Alternative view on PACF (optional) The PACF can be derived and thought in the following way.
Consider a stationary time series model \(\{Z_t\}_{t=1}^n\). First we make the transformation \(\tilde{Z}_t = Z_t - \mu, ... , \tilde{Z}_{t+k} = Z_{t+k} - \mu\). That means \(\tilde{Z}_t,...,\tilde{Z}_{t+k}\) all have zero mean. Now regression \(\tilde{Z}_{t+k}\) on \(\tilde{Z}_t,...,\tilde{Z}_{t+k-1}\), that is,
\[\begin{align*} \tilde{Z}_{t+k}=\beta_1 \tilde{Z}_{t+k-1} + ... + \beta_k \tilde{Z}_t + e_{t+k} \end{align*}\]

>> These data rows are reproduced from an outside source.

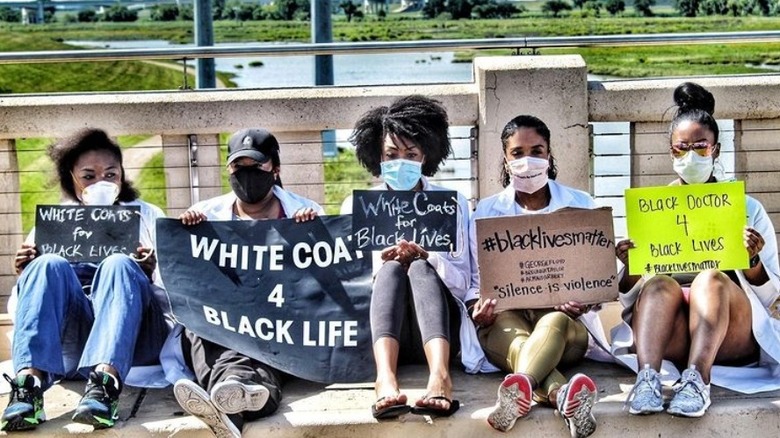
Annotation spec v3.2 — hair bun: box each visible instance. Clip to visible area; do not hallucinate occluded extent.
[674,82,715,115]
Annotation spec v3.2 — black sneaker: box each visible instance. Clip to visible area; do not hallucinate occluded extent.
[73,371,122,429]
[0,374,46,431]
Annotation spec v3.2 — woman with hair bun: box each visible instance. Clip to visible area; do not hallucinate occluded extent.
[612,82,780,417]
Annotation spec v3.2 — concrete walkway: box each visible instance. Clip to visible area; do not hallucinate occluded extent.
[0,362,780,438]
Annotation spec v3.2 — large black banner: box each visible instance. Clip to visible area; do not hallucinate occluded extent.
[35,205,141,263]
[157,215,374,383]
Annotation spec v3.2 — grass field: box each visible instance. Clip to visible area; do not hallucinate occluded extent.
[7,12,780,226]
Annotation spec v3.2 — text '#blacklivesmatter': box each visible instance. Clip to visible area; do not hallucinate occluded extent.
[483,227,613,252]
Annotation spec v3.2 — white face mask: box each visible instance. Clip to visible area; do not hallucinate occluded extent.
[379,158,422,190]
[81,181,119,205]
[507,157,550,193]
[672,151,715,184]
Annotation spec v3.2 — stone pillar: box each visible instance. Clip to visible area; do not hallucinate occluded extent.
[0,139,24,313]
[734,119,780,248]
[629,122,677,187]
[162,134,224,217]
[474,55,590,198]
[273,131,326,208]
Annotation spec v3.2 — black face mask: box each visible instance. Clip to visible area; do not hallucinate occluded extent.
[230,167,276,204]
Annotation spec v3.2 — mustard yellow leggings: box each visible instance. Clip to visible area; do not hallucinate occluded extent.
[478,309,588,403]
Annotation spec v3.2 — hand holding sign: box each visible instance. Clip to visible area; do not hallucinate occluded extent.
[744,227,764,258]
[14,243,38,275]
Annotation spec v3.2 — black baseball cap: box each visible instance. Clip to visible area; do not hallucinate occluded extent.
[227,128,279,164]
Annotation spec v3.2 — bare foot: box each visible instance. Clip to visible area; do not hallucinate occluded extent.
[374,378,408,410]
[415,374,452,411]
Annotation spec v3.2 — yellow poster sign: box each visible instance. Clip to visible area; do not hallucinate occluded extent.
[625,181,749,275]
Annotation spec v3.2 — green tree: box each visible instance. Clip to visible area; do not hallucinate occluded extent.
[0,6,22,23]
[422,0,447,18]
[339,0,358,23]
[211,0,225,20]
[604,0,626,15]
[634,0,655,17]
[755,0,772,16]
[472,0,524,18]
[76,9,98,23]
[271,0,311,21]
[178,5,195,21]
[542,0,572,18]
[149,4,179,21]
[677,0,700,17]
[101,4,138,23]
[583,0,604,17]
[447,0,473,20]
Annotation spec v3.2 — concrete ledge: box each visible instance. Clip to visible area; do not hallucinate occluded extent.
[0,362,780,438]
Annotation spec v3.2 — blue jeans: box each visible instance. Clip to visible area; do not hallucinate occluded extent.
[12,254,169,388]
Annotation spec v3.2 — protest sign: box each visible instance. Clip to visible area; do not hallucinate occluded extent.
[352,190,460,252]
[625,181,749,275]
[476,208,618,311]
[157,215,374,383]
[35,205,141,263]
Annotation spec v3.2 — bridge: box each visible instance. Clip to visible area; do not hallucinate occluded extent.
[0,36,780,437]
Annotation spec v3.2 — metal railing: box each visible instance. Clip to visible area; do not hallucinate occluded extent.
[0,31,780,64]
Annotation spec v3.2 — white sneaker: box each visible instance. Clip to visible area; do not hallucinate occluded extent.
[666,365,711,418]
[211,376,270,414]
[626,364,664,415]
[557,374,598,438]
[488,374,533,432]
[173,379,241,438]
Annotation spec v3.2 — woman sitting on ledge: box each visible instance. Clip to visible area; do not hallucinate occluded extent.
[612,83,780,417]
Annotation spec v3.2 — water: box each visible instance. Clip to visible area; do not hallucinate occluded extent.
[67,40,734,237]
[66,40,472,88]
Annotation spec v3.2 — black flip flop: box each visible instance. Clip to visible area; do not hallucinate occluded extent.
[412,395,460,417]
[371,397,412,420]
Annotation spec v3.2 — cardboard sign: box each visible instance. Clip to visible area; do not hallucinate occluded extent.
[35,205,141,263]
[476,208,618,311]
[157,215,375,383]
[625,181,749,275]
[352,190,460,252]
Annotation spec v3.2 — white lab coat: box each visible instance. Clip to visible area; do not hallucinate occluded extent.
[612,196,780,394]
[466,180,609,372]
[341,177,482,373]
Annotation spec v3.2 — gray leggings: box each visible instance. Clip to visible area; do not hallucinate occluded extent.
[371,260,460,364]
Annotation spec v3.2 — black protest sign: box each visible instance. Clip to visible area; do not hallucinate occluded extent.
[35,205,141,263]
[157,215,374,383]
[352,190,466,252]
[475,207,618,311]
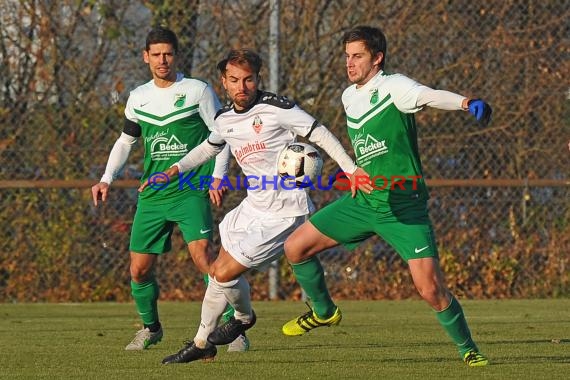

Then \(\beta_k\) is just the partial autocorrelation of \(Z_t\) and \(Z_{t+k}\), i.e., \(\beta_k=\phi_{kk}\). Rewrite the regression as
\[\begin{align*} \tilde{Z}_{t+k}&=\phi_{k1} \tilde{Z}_{t+k-1} + ... + \phi_{kk} \tilde{Z}_t + e_{t+k}\\ \mathbb{E}\tilde{Z}_{t+k}\tilde{Z}_{t+k-j}&=\phi_{k1} \mathbb{E}\tilde{Z}_{t+k-1}\tilde{Z}_{t+k-j} + ... + \phi_{kk} \mathbb{E}\tilde{Z}_t\tilde{Z}_{t+k-j} + \mathbb{E}e_{t+k}\tilde{Z}_{t+k-j}\\ \gamma_j&= \phi_{k1} \gamma_{j-1} + ... + \phi_{kk} \gamma_{j-k}\\ \rho_j&= \phi_{k1} \rho_{j-1} + ... + \phi_{kk} \rho_{j-k}. \end{align*}\]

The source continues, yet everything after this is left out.